Before we start, let’s build VPP with our two beautiful plugins, copy them to dcg-1, and install all the supporting packages we’ll need:
pim@vpp-builder:~/src/vpp$ make install-dep
pim@vpp-builder:~/src/vpp$ make build
pim@vpp-builder:~/src/vpp$ make build-release
pim@vpp-builder:~/src/vpp$ make pkg-deb
pim@vpp-builder:~/src/vpp$ dpkg -c build-root/vpp-plugin-core*.deb | egrep 'linux_(cp|nl)_plugin'
-rw-r--r-- root/root 92016 2021-03-27 12:06 ./usr/lib/x86_64-linux-gnu/vpp_plugins/linux_cp_plugin.so
-rw-r--r-- root/root 57208 2021-03-27 12:06 ./usr/lib/x86_64-linux-gnu/vpp_plugins/linux_nl_plugin.so
pim@vpp-builder:~/src/vpp$ scp build-root/*.deb root@dcg-1.nl.router.coloclue.net:/root/vpp/
pim@dcg-1:~$ sudo apt install libmbedcrypto3 libmbedtls12 libmbedx509-0 libnl-3-200 \
libnl-route-3-200 libnuma1 python3-cffi python3-cffi-backend python3-ply python3-pycparser
pim@dcg-1:~$ sudo dpkg -i /root/vpp/*.deb
pim@dcg-1:~$ sudo usermod -a -G vpp pim
On a BGP speaking router, netlink
messages can come in rather quickly as peers come and go. Due to an unfortunate design choice in the Linux kernel, messages are not buffered for clients, which means that a buffer overrun can occur. To avoid this, I’ll raise the netlink socket size to 64MB, leverging a feature that will create a producer queue in the Linux NL plugin, so that VPP can try to drain the messages from the kernel into its memory as quickly as possible. To be able to raise the netlink socket buffer size, we need to set some variables with sysctl
(take note as well on the usual variables VPP wants to set with regards to hugepages in /etc/sysctl.d/80-vpp.conf
, which the Debian package installs for you):
pim@dcg-1:~$ cat << EOF | sudo tee /etc/sysctl.d/81-vpp-netlink.conf
# Increase netlink to 64M
net.core.rmem_default=67108864
net.core.wmem_default=67108864
net.core.rmem_max=67108864
net.core.wmem_max=67108864
EOF
pim@dcg-1:~$ sudo sysctl -p /etc/sysctl.d/81-vpp-netlink.conf /etc/sysctl.d/80-vpp.conf
VPP Configuration
Now that I’m sure traffic to and from 185.52.225.0/24
will go over dcg-1, let’s take a look at the machine itself.

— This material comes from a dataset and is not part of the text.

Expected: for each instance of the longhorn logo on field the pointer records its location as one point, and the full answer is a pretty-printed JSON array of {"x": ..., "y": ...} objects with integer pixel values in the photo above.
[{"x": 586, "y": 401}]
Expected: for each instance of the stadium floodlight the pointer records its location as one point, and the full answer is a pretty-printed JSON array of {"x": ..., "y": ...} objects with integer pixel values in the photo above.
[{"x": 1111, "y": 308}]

It has a six network cards, two onboard Intel i210 gigabit and one Intel x710-DA4 quad-tengig network cards. To run VPP, the network cards in the machine need to be supported in Intel’s DPDK libraries. The ones in this machine are all OK (but as we’ll see later, problematic for unexplained reasons):
root@dcg-1:~# lspci | grep Ether
01:00.0 Ethernet controller: Intel Corporation Ethernet Controller X710 for 10GbE SFP+ (rev 02)
01:00.1 Ethernet controller: Intel Corporation Ethernet Controller X710 for 10GbE SFP+ (rev 02)
01:00.2 Ethernet controller: Intel Corporation Ethernet Controller X710 for 10GbE SFP+ (rev 02)
01:00.3 Ethernet controller: Intel Corporation Ethernet Controller X710 for 10GbE SFP+ (rev 02)
06:00.0 Ethernet controller: Intel Corporation I210 Gigabit Network Connection (rev 03)
07:00.0 Ethernet controller: Intel Corporation I210 Gigabit Network Connection (rev 03)
To handle the inbound traffic, netlink messages and other internal memory structure, I’ll allocate 2GB of hugepages to the VPP process. I’ll then of course enable the two Linux CP plugins. Because VPP has a lot of statistics counters (for example, a few stats for each used prefix in its forwarding information base or FIB), I will need to give it more than the default of 32MB of stats memory. I’d like to execute a few startup commands to further configure the VPP runtime upon startup, so I’ll add a startup-config stanza. Finally, although on a production router I would, here I will not specify the DPDK interfaces, because I know that VPP will take over any supported network card that is in link down state upon startup. As long as I boot the machine with unconfigured NICs, I will be good.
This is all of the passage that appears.